Dear Abby of the singing set
That common interest has been a boon to the vocal health of young singers, says Chagnon, who once wrote a column called “Ask the Throat Doctor” in the classical music magazine La Scena Musicale.
“We had some very forward-thinking professors back then, like Bill Neill (former director of Vocal Studies for the then Faculty of Music), Winston Purdy and many others in the Opera program who had an interest in the vocal health of their students.”
Now, Chagnon says, properly trained singers are usually better off than non-singers when it comes to vocal problems.
“It’s the ones with no training that get into trouble. But if we look at students from university programs and opera programs, they’re coached well enough that they usually don’t run into very serious problems.”
In fact, it’s now become standard procedure to have people who want to take up singing come to the Lab to have a basic examination of their vocal cords and to look for any other ear, nose and throat problems.
“They have the same problems as a lot of other people do – sinusitis, allergies, all these things play into the efficiency of the voice. So we tend to these common little problems and oftentimes will also educate the student about vocal cords and how they function, how you can control the mechanism of voicing and how it’s related to the ears, nose and throat and even the rest of the body, “Chagnon said. “People have to first have an understanding on how they produce their voice. It doesn’t just come out of your body by itself.”
Singers can permanently damage their voices, although it’s quite rare. When they do have problems, environmental factors like illness and allergies are most often to blame. Poor digestion and acid reflux, which is more and more prevalent in young and otherwise healthy adults, can also irritate the vocal cords, Chagnon says. The good news is that rest and behaviour modification (followed up by the learning of proper vocal techniques) often take care of the more minor vocal problems.
Then there’s injury and trauma leading to soft tissue injuries on the surface of the vocal cords. This ranges from degrees of swelling to bruising and can sometimes require more serious intervention like surgery.

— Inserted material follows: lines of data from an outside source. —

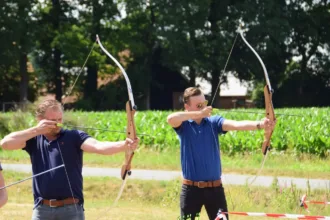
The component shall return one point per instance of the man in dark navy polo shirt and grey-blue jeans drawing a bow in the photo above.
(59, 193)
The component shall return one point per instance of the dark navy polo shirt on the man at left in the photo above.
(45, 155)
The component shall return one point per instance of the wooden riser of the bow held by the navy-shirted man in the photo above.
(130, 133)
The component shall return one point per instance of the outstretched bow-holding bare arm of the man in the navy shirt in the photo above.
(92, 145)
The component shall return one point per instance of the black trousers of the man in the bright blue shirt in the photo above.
(193, 198)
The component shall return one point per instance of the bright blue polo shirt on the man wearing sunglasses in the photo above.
(200, 152)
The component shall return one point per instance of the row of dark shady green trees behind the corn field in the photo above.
(44, 45)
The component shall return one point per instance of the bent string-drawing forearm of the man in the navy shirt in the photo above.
(17, 140)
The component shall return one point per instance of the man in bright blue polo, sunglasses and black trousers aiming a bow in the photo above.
(200, 153)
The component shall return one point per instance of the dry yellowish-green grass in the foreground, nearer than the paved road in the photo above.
(160, 199)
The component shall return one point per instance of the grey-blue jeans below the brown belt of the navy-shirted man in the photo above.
(67, 212)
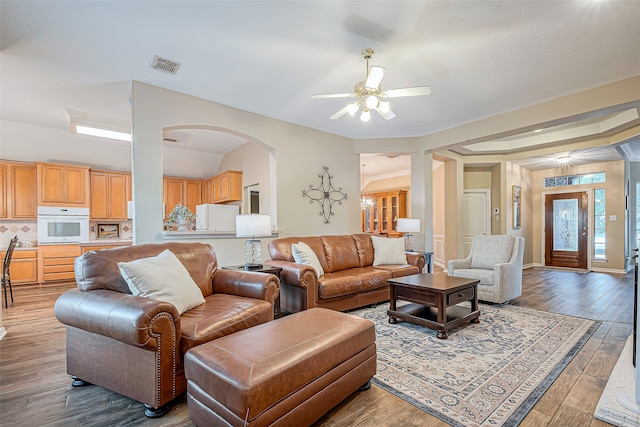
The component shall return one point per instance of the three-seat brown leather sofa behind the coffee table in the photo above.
(350, 279)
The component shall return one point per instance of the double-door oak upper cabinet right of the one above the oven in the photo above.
(109, 192)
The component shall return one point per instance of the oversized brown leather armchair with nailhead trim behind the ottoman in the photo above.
(135, 345)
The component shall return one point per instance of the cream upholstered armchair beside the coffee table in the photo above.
(497, 262)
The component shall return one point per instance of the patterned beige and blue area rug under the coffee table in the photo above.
(486, 374)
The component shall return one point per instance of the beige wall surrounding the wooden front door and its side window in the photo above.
(615, 205)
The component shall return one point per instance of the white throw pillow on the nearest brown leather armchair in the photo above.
(162, 277)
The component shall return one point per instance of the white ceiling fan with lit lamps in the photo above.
(370, 96)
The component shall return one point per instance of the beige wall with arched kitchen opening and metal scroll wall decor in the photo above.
(300, 154)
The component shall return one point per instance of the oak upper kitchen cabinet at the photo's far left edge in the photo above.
(17, 190)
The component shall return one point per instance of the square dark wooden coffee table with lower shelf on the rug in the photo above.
(434, 298)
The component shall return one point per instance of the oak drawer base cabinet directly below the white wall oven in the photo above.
(55, 262)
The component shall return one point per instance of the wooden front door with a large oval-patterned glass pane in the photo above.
(566, 230)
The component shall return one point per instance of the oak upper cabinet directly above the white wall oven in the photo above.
(63, 185)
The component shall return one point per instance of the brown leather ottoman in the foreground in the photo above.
(288, 372)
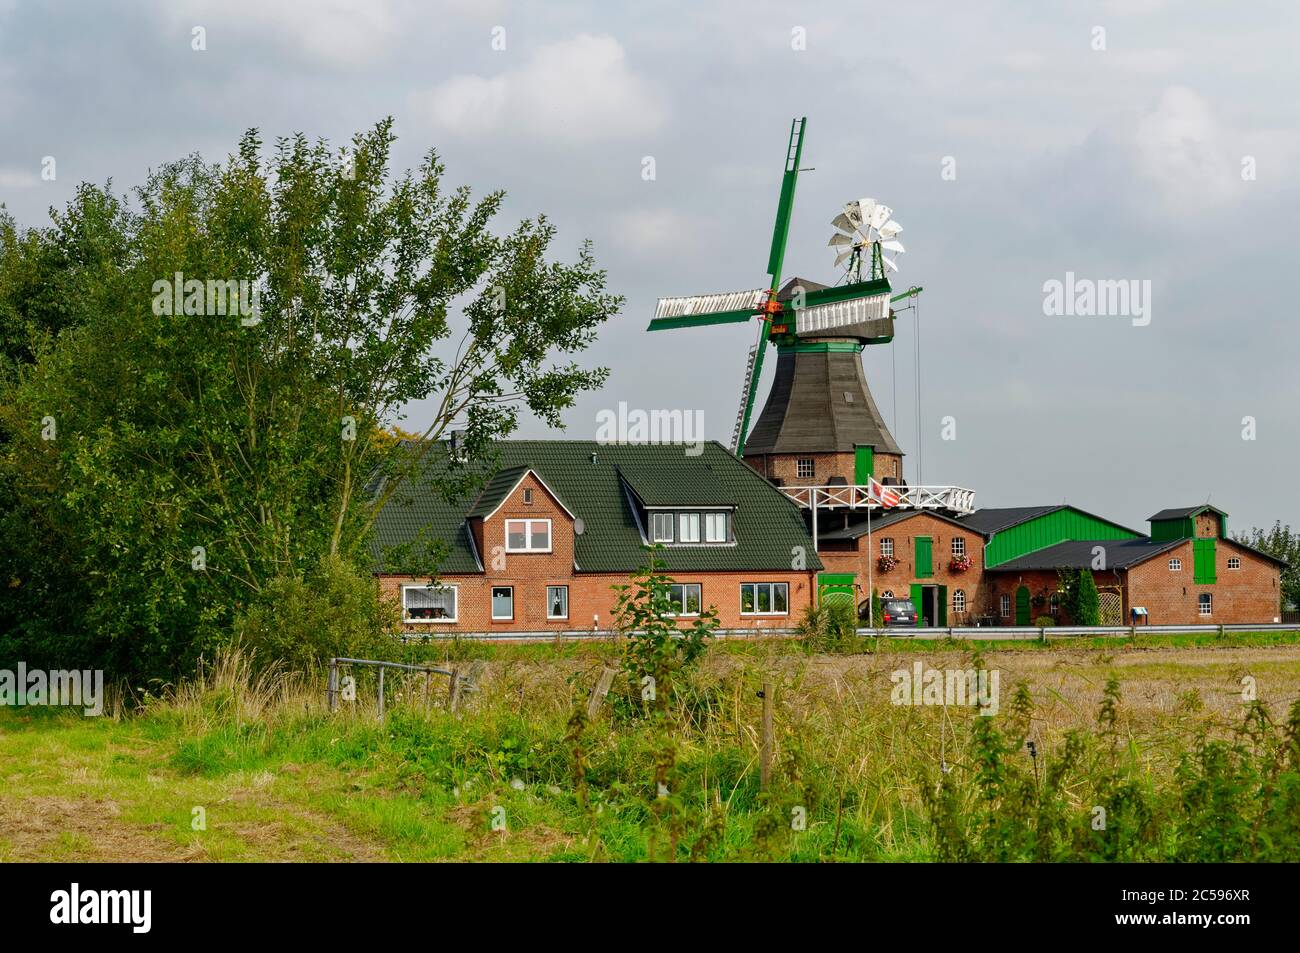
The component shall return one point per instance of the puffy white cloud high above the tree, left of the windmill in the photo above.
(582, 89)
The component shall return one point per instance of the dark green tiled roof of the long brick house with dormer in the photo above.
(768, 526)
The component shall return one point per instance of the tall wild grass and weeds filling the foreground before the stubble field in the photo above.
(519, 772)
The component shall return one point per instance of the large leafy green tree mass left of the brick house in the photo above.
(207, 453)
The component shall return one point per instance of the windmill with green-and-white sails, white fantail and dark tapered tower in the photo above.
(820, 426)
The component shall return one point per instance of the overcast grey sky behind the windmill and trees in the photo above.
(1132, 162)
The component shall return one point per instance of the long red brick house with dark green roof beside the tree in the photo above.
(540, 547)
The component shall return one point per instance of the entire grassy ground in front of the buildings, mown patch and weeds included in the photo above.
(517, 777)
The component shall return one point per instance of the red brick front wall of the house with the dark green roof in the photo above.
(592, 600)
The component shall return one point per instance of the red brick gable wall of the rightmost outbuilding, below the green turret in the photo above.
(1250, 595)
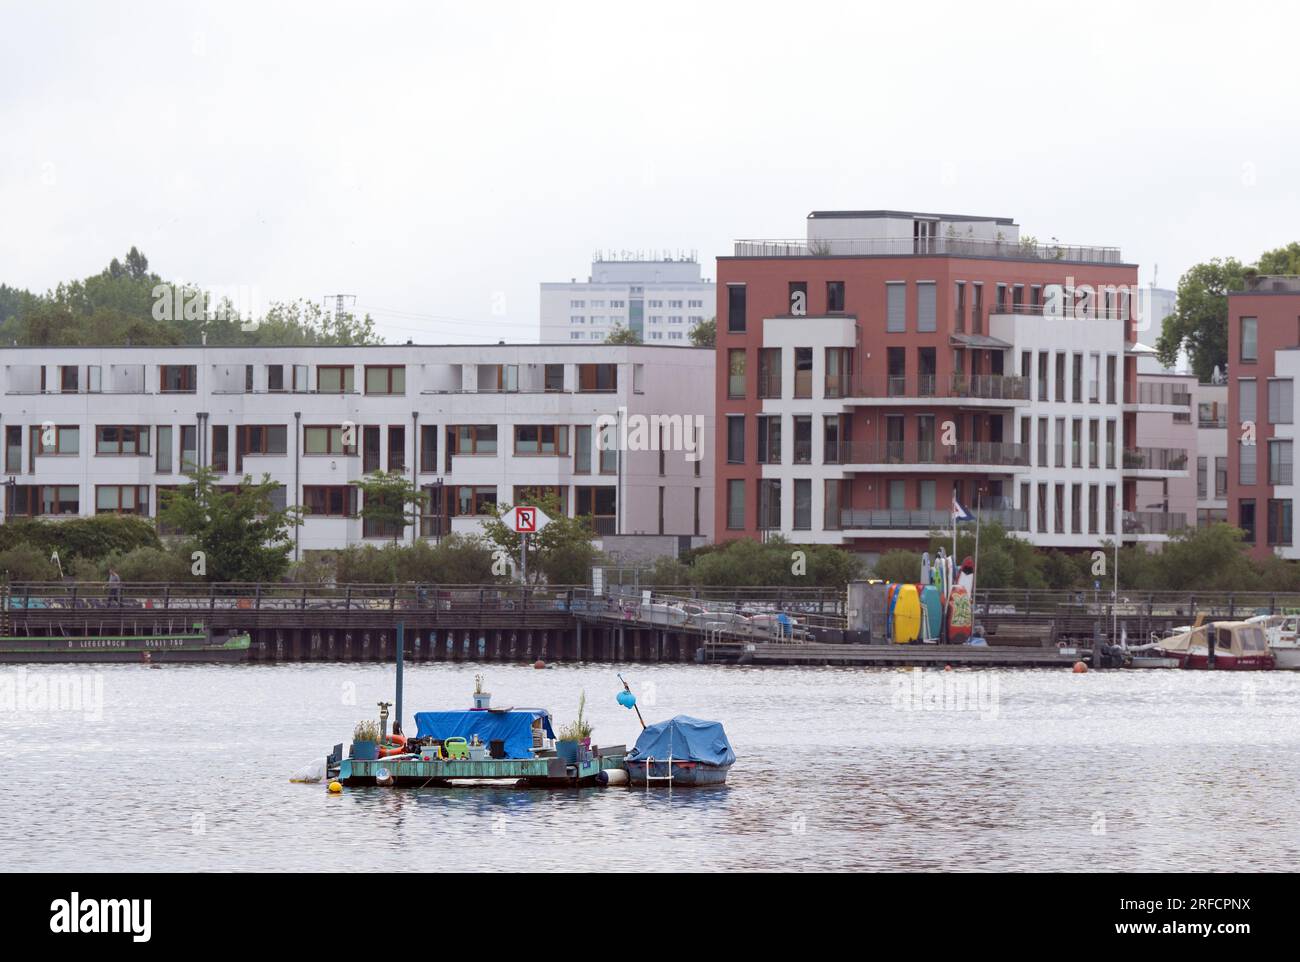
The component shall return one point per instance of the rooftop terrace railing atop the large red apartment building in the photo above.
(928, 248)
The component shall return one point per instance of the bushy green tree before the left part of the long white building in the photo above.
(240, 534)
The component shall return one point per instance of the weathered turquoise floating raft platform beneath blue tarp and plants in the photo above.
(548, 770)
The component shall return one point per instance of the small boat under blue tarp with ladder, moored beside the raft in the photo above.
(681, 752)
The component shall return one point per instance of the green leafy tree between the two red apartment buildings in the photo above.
(1199, 323)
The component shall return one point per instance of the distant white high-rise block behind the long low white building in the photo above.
(660, 300)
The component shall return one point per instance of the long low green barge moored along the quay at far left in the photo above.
(196, 645)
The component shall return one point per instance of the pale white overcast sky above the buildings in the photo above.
(440, 161)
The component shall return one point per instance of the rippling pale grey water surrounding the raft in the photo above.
(188, 769)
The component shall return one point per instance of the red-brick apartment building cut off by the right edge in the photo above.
(1264, 362)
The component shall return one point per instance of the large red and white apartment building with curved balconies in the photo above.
(894, 361)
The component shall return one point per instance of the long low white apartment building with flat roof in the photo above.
(92, 431)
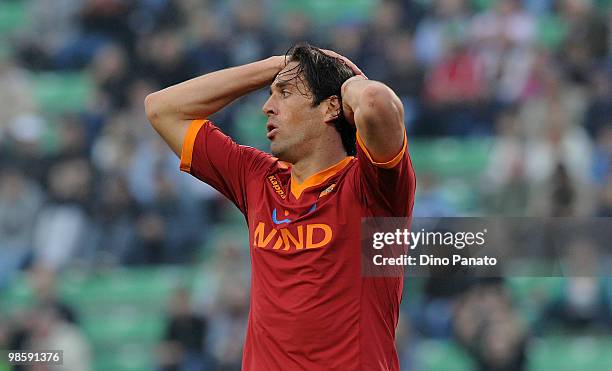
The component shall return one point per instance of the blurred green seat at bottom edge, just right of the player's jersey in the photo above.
(437, 355)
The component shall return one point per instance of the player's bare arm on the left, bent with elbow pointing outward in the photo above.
(170, 110)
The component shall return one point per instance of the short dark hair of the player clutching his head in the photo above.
(324, 76)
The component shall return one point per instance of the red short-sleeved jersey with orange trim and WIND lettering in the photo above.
(311, 308)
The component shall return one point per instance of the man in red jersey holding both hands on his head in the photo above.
(311, 307)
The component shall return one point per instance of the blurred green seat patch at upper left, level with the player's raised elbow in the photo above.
(62, 92)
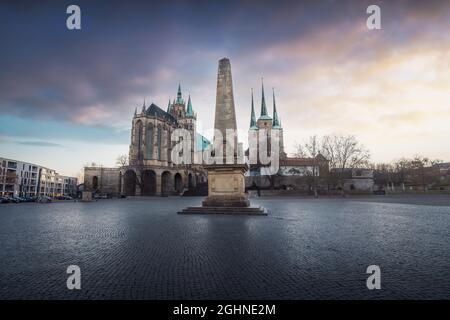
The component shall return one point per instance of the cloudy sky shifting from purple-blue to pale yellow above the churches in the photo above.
(67, 97)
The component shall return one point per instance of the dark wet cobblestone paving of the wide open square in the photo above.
(304, 249)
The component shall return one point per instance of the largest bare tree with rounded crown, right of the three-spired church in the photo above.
(344, 152)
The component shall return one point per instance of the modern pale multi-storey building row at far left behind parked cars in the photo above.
(18, 178)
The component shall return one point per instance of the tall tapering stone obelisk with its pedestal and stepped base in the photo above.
(226, 181)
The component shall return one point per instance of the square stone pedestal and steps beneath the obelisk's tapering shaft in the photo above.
(226, 192)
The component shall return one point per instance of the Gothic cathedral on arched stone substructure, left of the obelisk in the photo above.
(150, 170)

“The vocal cords are soft, fleshy little structures, and if you bang on them too much and for too long, you can get some bruising,” Chagnon said.
Persistent abuse of the vocal cords can lead to the build up of nodules, which look like little blisters on the vocal cords, but can harden like calluses if the behaviour that caused them continues.
Singers and non-singers alike can avoid vocal disorders through good vocal hygiene. Stay hydrated, don’t smoke, eat well, don’t scream and give your voice a break when it needs it, voice experts say, and it will be just fine.
“I think the biggest thing people, especially singers, need to understand is the importance of voice rest, Chagnon said. “You shouldn’t use your voice with impunity all day and all night any more than you would your legs. After a while you’d feel tired and say, ‘I have to sit down’. But people are using the muscles in their voice box beyond what they are capable of. We need to listen to our inner voice too, the one that’s saying ‘I’m tired’.”